À chaque fois, notre chimiste patenté indique un procédé simple pour déceler la malfaçon. Ainsi, dans le cas de sirops coupés avec du glucose, il conseille d’en mélanger une cuillerée dans un volume d’eau équivalent, et d’y ajouter une goutte de solution d’iodure de potassium pour voir si le liquide ne prend pas une teinte violacée qui témoigne de la présence de l’additif proscrit. Pour détecter une fraude sur la bière, il conseille de la faire bouillir avec un morceau de laine blanche. Si, après cette opération, la laine passée sous l’eau reste colorée de jaune vif, c’est le signe de la présence d’acide picrique frauduleusement utilisé pour renforcer l’amertume du breuvage.

Après ce dictionnaire, qui connaîtra deux autres éditions, DUFOUR signera en 1892 un Manuel de pharmacie pratique, réédité en 1903. Notre exemplaire a été relié avec un autre ouvrage : la quatrième édition de Médecine populaire ou Premiers Soins à donner aux malades et aux blessés en l’absence du médecin, du docteur Léopold TURCK.

Quelques extraits

*Absinthe : cette liqueur, qui fait tant de victimes, doit parfois sa coloration à un sel de cuivre. On constate la présence de ce métal en évaporant une certaine quantité de liqueur et en calcinant le résidu sur un morceau de porcelaine. Avec le résidu de la calcination et une quantité suffisante de vinaigre fort, on fait une pâte molle qu’on abandonne à elle-même pendant vingt-quatre heures. Au bout de ce temps, on l’étend en couche sur une lame de couteau bien polie, on laisse quelques minutes et on lave sans frotter ; si l’absinthe contient du cuivre, la lame sera recouverte d’une légère couche de cuivre rouge.
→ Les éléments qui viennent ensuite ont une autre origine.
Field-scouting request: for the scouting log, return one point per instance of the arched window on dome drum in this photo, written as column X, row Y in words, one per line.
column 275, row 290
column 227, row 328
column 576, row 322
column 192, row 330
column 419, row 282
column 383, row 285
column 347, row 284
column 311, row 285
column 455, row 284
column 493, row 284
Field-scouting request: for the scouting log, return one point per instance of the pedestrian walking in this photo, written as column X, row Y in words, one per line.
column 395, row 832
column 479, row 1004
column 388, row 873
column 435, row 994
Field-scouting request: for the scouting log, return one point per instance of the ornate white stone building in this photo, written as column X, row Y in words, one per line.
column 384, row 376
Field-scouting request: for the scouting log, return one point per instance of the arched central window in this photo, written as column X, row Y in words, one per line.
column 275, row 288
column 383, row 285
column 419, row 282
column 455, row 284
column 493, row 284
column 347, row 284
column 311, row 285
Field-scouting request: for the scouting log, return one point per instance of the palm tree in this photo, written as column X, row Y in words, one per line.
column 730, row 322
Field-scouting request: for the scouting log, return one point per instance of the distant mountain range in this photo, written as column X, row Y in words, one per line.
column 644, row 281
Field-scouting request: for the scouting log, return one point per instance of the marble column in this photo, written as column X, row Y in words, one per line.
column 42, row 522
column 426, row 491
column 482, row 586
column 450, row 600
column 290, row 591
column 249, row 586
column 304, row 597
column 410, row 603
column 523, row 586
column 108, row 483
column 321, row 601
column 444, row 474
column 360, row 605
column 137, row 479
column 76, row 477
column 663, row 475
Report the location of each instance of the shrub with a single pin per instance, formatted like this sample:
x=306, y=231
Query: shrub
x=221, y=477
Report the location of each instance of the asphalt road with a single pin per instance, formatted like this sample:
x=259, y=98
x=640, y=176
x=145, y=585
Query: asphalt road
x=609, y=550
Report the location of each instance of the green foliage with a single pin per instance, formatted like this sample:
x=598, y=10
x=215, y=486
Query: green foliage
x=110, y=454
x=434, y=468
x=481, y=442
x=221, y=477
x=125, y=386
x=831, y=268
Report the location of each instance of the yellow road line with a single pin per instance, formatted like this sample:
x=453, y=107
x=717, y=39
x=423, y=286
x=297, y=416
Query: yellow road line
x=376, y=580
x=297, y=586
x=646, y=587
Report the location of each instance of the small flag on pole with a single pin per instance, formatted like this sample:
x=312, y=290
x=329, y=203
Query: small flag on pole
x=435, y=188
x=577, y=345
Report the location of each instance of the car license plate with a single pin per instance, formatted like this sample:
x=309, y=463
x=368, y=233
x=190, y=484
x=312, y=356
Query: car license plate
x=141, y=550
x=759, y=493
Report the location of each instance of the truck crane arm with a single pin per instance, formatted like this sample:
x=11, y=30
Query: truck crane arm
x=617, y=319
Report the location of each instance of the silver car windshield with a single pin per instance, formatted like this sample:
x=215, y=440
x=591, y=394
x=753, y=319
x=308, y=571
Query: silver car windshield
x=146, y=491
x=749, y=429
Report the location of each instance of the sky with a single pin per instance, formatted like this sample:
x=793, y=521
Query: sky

*Cornichons : dans le but d’avoir des cornichons d’un beau vert, on a la mauvaise habitude de les faire bouillir avec du vinaigre, dans une bassine en cuivre non étamée. Leur coloration est due à la présence du vert-de-gris qui se forme par l’action du vinaigre.

*Poivre : on a quelquefois falsifié le poivre avec les fruits du nerprun. Ceux-ci n’ont pas tout à fait l’aspect du poivre ; mais ce qui permet de les reconnaître facilement, c’est qu’ils n’en ont pas du tout l’odeur.

*Quinquina : on vend quelquefois dans le commerce des quinquinas ayant servi, auxquels on donne de l’amertume en les trempant dans une solution d’acide picrique. On livre quelquefois comme quinquinas rouges de mauvais quinquinas jaunes trempés dans l’ammoniaque et séchés, et comme poudre de quinquina rouge, de la poudre de quinquina colorée par le santal.